Por um lado, as obras claras são enérgicas e evidenciam a desconstrução da figura através de personagens estranhas, indiciando uma representação visceral construída a partir de camadas de tinta e colagens que escondem e revelam a pintura, em certos casos conduzindo á abstracção das formas e das representações. Por outro lado, as obras escuras contêm personagens que se isolam e contrapõem, situações que evocam momentos de solidão e introspecção materializando-se através de uma depuração do gesto.
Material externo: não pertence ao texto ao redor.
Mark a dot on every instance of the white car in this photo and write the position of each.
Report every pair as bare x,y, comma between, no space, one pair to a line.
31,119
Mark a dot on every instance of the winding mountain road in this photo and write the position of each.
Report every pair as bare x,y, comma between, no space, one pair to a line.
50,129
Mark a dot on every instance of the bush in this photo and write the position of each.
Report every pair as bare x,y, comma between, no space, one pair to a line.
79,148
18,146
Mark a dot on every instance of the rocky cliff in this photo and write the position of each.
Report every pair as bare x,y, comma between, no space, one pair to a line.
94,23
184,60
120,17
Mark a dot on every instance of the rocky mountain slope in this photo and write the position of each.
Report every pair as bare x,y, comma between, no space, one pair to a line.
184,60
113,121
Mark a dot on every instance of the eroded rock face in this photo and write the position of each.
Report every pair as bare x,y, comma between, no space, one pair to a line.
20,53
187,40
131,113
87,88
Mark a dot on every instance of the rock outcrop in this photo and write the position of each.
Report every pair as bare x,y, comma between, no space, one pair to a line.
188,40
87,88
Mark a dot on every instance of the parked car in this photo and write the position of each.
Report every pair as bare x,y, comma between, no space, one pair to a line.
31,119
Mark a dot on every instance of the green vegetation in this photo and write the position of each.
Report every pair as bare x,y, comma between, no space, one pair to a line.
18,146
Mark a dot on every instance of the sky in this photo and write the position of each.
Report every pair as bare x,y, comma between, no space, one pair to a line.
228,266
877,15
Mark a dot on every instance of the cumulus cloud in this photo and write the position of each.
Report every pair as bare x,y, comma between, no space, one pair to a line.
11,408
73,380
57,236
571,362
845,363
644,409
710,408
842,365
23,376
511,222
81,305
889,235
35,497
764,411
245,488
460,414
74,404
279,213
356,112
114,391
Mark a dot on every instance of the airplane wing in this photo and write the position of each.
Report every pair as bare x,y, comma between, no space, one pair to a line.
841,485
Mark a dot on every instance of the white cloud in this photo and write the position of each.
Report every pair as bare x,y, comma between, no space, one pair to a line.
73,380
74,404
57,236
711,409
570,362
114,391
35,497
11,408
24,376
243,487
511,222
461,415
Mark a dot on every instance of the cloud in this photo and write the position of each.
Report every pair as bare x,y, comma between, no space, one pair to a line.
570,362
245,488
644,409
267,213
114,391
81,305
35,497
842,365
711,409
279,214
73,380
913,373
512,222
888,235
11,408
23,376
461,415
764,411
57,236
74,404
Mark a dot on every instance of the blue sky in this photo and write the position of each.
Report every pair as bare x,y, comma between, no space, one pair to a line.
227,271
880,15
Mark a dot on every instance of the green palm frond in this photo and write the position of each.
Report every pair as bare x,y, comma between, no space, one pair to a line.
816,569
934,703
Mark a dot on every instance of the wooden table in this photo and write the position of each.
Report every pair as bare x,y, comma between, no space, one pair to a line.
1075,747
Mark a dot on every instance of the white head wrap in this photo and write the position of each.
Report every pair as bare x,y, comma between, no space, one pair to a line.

Esta dualidade, metafórica de um jogo de xadrez, reflete a contraposição de emoções e a ambiguidade da vida, sintoma dos tempos e da condição humana.
Assim como num sinuoso jogo de xadrez, em que cada movimento dilui os jogadores, podemos perguntar quem joga contra quem? Artista, pessoa, poeta, cão, elefante, nave-espacial, espectador - Quem somos nós e quem são os outros neste grande palco? O que resulta deste encontro e do confronto entre jogadores numa arena-labirinto onde a vida imprevisivelmente se desenrola?
As obras que a artista nos propõe são audazes porque questionam e provocam cada observador a ser o próprio agente que comanda o seu destino, confrontam-nos com a paradoxalidade daquilo que nos é impossível de controlar e com o maravilhamento do que está por vir, na essência, mostrando-nos reflexos da própria vida com todas as suas contradições, sonhos, possibilidades e desafios. Contudo, neste grande jogo não existem vencedores nem perdedores, mas sim um encontro com um admirável mundo novo que se oferece em potência a cada pessoa.